高市早苗首相は26日、台湾危機において米軍が攻撃を受けた際に日本が対応を怠れば、日本にとって極めて重要な米国との安全保障同盟が脅かされると警告した。この発言は、日本の安全保障政策における重要な転換点を示唆している。
同盟の試練:「逃亡」は許されない
高市首相の発言は、台湾有事における日本の役割について、これまでにない明確なメッセージを発している。米軍が台湾周辺で攻撃を受けた場合、日本が集団的自衛権を行使して支援することが、同盟関係の維持に不可欠だという認識を示した。
首相はまた、台湾在住の日本人市民の避難について、米国との共同作戦の可能性に言及した。これは、有事における日米協力の具体的な形を初めて公に示したものだ。
従来の日本政府は、台湾問題について慎重な姿勢を維持してきた。しかし、中国の軍事的圧力の増大と、地域の安全保障環境の急速な変化により、より積極的な姿勢への転換が求められている。
地政学的現実への対応
台湾海峡は日本の生命線であるシーレーンの要衝に位置している。日本の貿易量の約60%がこの海域を通過しており、台湾での軍事衝突は日本経済に直接的な打撃を与える可能性が高い。
防衛省の分析によると、台湾有事の際には24時間以内に日本への影響が及ぶ可能性があるとされる。特に、沖縄県の先島諸島は台湾から100キロ程度の距離にあり、軍事衝突の直接的な影響圏内に位置している。
高市首相の発言は、こうした地政学的現実を踏まえ、日本が受動的な姿勢から能動的な安全保障政策へと舵を切る意思を示したものと解釈できる。
国内政治への波紋
首相の発言は国内でも大きな議論を呼んでいる。立憲民主党は「憲法の平和主義に反する」として強く反発し、公明党内部でも慎重論が根強い。

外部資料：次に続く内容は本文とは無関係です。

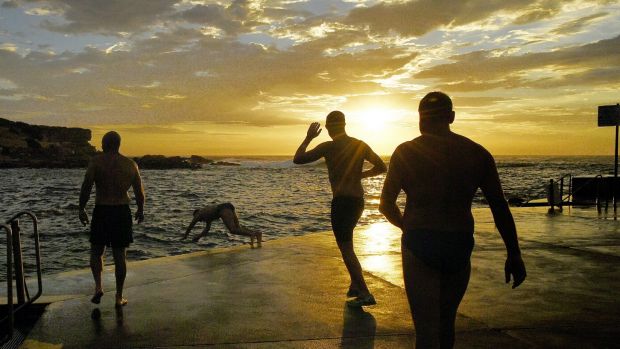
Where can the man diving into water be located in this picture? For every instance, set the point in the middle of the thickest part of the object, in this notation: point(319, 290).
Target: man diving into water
point(226, 212)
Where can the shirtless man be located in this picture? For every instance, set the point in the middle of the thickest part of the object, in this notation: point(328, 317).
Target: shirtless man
point(440, 172)
point(226, 212)
point(344, 157)
point(112, 174)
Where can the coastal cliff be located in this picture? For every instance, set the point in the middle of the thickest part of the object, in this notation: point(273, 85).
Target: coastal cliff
point(36, 146)
point(25, 145)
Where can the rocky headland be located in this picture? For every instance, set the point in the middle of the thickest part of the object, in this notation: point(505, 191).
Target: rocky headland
point(25, 145)
point(36, 146)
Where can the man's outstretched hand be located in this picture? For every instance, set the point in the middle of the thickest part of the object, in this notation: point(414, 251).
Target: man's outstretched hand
point(314, 130)
point(516, 268)
point(139, 217)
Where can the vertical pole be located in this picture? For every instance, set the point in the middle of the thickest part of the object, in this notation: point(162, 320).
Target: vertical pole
point(9, 280)
point(551, 197)
point(615, 172)
point(561, 192)
point(18, 263)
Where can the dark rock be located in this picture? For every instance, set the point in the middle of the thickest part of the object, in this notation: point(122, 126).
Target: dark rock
point(160, 162)
point(195, 159)
point(25, 145)
point(224, 163)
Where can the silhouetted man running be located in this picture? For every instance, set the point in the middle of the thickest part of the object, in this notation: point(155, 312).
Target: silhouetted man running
point(113, 175)
point(440, 172)
point(344, 157)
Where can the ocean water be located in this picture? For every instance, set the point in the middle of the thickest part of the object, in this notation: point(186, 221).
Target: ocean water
point(270, 194)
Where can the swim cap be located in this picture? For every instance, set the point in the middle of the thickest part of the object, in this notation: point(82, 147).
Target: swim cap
point(435, 103)
point(335, 118)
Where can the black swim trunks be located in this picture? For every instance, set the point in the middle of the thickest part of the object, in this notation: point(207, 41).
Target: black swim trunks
point(448, 252)
point(111, 226)
point(226, 205)
point(346, 211)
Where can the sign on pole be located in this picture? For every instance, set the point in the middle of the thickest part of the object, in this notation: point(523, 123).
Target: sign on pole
point(608, 115)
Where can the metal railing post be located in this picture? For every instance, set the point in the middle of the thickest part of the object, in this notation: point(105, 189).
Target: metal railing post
point(9, 279)
point(561, 193)
point(19, 264)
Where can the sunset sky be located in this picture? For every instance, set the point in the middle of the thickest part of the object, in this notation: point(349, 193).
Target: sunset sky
point(180, 77)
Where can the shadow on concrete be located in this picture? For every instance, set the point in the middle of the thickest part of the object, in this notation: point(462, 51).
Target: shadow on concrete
point(358, 329)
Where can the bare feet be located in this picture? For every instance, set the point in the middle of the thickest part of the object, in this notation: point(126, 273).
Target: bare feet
point(120, 301)
point(97, 297)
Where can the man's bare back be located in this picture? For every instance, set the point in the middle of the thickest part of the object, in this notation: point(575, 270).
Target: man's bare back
point(440, 175)
point(113, 174)
point(344, 157)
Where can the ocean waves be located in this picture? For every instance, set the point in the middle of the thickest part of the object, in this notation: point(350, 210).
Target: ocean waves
point(271, 195)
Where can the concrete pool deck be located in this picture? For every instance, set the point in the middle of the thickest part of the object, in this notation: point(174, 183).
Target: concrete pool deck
point(291, 294)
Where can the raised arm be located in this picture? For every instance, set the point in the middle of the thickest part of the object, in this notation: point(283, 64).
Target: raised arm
point(87, 187)
point(378, 164)
point(389, 194)
point(138, 191)
point(492, 190)
point(301, 155)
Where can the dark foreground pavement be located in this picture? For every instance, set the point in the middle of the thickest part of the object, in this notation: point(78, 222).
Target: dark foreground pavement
point(291, 294)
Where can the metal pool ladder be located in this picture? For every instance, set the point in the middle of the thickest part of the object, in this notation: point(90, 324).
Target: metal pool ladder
point(14, 260)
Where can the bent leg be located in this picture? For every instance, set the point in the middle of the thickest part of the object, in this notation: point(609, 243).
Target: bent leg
point(453, 287)
point(423, 287)
point(353, 267)
point(120, 271)
point(229, 217)
point(96, 265)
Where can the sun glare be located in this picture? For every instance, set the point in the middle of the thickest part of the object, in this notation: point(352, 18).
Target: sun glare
point(373, 119)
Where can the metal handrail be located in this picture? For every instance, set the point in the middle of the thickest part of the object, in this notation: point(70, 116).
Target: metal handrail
point(9, 278)
point(12, 309)
point(37, 257)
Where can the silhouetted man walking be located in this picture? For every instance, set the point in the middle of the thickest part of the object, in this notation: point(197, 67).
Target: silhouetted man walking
point(440, 172)
point(112, 174)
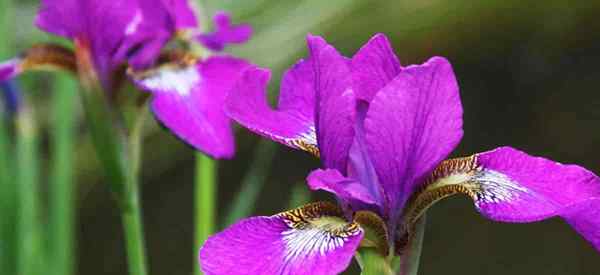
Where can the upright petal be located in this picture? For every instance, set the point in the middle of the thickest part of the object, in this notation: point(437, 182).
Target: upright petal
point(118, 30)
point(225, 33)
point(336, 103)
point(292, 124)
point(374, 66)
point(351, 192)
point(509, 185)
point(412, 124)
point(181, 13)
point(189, 99)
point(311, 240)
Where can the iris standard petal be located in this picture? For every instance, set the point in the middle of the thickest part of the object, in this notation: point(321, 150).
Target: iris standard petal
point(310, 240)
point(225, 33)
point(335, 104)
point(350, 191)
point(181, 13)
point(189, 99)
point(511, 186)
point(412, 124)
point(292, 124)
point(116, 30)
point(373, 67)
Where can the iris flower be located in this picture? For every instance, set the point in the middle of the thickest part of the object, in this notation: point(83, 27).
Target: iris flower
point(383, 132)
point(112, 37)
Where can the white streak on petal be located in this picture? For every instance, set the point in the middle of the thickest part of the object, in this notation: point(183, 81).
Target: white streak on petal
point(497, 187)
point(134, 23)
point(179, 80)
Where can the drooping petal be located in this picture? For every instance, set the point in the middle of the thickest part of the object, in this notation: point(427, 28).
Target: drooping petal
point(511, 186)
point(336, 103)
point(350, 191)
point(189, 99)
point(584, 217)
point(311, 240)
point(292, 124)
point(412, 124)
point(225, 33)
point(374, 66)
point(116, 30)
point(39, 57)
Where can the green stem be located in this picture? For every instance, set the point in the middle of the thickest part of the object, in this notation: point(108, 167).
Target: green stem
point(412, 255)
point(132, 209)
point(119, 154)
point(134, 231)
point(253, 182)
point(205, 201)
point(30, 258)
point(61, 201)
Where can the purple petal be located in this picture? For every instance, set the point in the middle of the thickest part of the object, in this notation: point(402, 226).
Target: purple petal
point(303, 241)
point(517, 187)
point(348, 190)
point(412, 124)
point(181, 13)
point(292, 124)
point(189, 101)
point(116, 30)
point(9, 69)
point(585, 218)
point(374, 66)
point(336, 103)
point(511, 186)
point(225, 33)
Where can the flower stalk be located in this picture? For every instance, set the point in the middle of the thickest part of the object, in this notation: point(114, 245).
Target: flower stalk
point(29, 254)
point(62, 202)
point(119, 152)
point(205, 189)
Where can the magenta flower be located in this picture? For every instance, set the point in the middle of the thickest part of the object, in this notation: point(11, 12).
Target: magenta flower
point(382, 131)
point(188, 93)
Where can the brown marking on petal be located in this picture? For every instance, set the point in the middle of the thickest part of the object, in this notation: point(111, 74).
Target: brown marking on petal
point(376, 231)
point(308, 147)
point(172, 60)
point(451, 177)
point(48, 56)
point(319, 215)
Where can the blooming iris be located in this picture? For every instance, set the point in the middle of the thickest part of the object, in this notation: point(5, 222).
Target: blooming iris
point(188, 92)
point(382, 132)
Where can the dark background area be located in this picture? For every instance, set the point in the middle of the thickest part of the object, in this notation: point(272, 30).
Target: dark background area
point(529, 78)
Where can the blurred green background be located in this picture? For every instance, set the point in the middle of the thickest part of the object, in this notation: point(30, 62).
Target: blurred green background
point(528, 75)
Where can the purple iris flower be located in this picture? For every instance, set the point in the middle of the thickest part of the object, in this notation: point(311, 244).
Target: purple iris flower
point(188, 92)
point(383, 132)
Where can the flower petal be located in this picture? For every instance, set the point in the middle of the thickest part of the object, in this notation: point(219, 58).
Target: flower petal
point(293, 123)
point(510, 186)
point(412, 124)
point(350, 191)
point(225, 33)
point(189, 100)
point(336, 103)
point(39, 57)
point(181, 13)
point(311, 240)
point(584, 217)
point(374, 66)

一方で、自民党内の安全保障派は首相の発言を支持している。防衛費のGDP比2%達成を目指す政府方針とも軌を一にするものだ。
世論調査では、台湾有事への関与について国民の意見は分かれている。読売新聞の最新調査では、52%が「限定的な支援は必要」と回答する一方、41%が「関与すべきでない」と答えている。